Читаем Метла системы полностью

– Тихо, пожалуйста, – сказал Ля-Ваш. – Я усердно играю. Итак, Линор – лишь акт думания, ничего иного «предположить» нельзя. – Он лег на спину и стал смотреть в алеющее небо, поместив косяк в вырезанный в ноге инициал. – Она и есть ее думание. И, как мы знаем, любое думание требует объекта, чего-то, о чем или насчет чего думают. А единственное, о чем можно думать, – это то, что не является актом думания, то есть Другие, да? Ты не можешь думать о собственном акте думания-о-чем-то, не больше, чем нож может себя порезать, да? Разве что ты – чувак, существенно ухудшающий качество жизни Дерганого Роя Келлера, но я отказываюсь об этом думать, пока этого не потребует от меня нога. Итак, мы не можем думать о себе, если мы всего лишь акт думания. То есть мы как этот брадобрей. Брадобрей, я припоминаю, бреет тех и только тех, кто не бреется сам. Значит, Линор думает, что мы думаем о тех и только о тех вещах, которые не думают о себе, которые не есть акт нашего думания, которые – Другие.

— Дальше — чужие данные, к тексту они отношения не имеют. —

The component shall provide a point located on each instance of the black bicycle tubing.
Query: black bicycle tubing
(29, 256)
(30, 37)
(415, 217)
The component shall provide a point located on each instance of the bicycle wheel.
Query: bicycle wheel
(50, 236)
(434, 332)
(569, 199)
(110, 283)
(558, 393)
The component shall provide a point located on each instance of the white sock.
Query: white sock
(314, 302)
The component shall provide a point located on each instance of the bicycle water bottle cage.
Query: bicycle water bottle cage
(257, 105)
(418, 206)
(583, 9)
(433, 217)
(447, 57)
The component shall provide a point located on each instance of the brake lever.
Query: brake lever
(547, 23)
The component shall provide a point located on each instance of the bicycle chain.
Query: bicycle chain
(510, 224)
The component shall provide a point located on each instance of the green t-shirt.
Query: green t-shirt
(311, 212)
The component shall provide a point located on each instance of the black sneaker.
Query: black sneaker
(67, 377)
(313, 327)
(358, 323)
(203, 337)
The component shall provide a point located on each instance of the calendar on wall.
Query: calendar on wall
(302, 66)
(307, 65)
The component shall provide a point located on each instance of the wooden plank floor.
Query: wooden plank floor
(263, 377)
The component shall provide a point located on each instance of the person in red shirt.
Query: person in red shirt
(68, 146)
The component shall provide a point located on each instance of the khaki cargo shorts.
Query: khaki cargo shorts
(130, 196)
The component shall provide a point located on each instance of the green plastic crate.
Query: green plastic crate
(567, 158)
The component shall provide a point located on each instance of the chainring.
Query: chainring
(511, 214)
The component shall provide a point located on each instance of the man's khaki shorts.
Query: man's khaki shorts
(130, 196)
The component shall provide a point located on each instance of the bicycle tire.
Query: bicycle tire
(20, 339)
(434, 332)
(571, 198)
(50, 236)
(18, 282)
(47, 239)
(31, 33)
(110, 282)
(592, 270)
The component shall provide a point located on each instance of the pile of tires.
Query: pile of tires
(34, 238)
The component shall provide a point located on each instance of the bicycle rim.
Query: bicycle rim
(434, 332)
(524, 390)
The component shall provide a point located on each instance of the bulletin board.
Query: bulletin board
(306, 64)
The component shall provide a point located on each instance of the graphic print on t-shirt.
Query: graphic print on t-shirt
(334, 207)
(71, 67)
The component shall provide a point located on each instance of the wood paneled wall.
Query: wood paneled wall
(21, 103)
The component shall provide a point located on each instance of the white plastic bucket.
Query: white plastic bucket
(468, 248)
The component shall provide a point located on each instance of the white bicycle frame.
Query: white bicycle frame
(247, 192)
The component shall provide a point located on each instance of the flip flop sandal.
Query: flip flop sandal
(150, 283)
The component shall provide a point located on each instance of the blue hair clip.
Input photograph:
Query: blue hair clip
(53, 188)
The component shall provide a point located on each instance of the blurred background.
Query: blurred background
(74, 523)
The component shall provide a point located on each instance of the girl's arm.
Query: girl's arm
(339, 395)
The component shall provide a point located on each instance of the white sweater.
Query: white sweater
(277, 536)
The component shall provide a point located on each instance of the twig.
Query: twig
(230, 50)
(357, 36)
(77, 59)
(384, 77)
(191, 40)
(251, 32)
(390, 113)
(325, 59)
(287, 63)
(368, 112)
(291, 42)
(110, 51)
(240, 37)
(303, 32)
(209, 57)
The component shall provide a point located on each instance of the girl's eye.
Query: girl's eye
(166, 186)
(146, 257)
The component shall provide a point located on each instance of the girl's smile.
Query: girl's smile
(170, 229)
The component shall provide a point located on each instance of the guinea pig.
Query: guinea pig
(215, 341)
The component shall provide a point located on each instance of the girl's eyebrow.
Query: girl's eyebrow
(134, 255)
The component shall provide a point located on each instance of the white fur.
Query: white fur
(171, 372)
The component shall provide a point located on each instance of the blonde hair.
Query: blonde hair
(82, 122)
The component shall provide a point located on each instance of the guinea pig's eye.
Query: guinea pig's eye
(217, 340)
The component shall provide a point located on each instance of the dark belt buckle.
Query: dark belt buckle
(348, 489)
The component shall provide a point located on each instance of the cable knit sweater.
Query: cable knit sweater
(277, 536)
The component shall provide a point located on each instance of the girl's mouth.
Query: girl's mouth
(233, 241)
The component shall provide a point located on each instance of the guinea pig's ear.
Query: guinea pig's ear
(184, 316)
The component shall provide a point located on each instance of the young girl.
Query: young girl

– Херня игра, – буркнула Линор.

– Но мы же помним, что мы – только наш акт думания, в игре, для Линор, – сказал Ля-Ваш, быстрее и чуть мямля. – И если мы думаем о нас самих в контексте игры, мы думаем о нашем думании. И мы решили, что именно о нашем думании мы думать не можем, потому что объект должен быть Другим. Мы можем думать только о вещах, которые не могут думать о себе. Так что, если мы думаем о себе, смотри, например, восприятие себя как мысли, мы сами не можем быть объектом нашего думания. Че тэ дэ.

Линор прочистила горло.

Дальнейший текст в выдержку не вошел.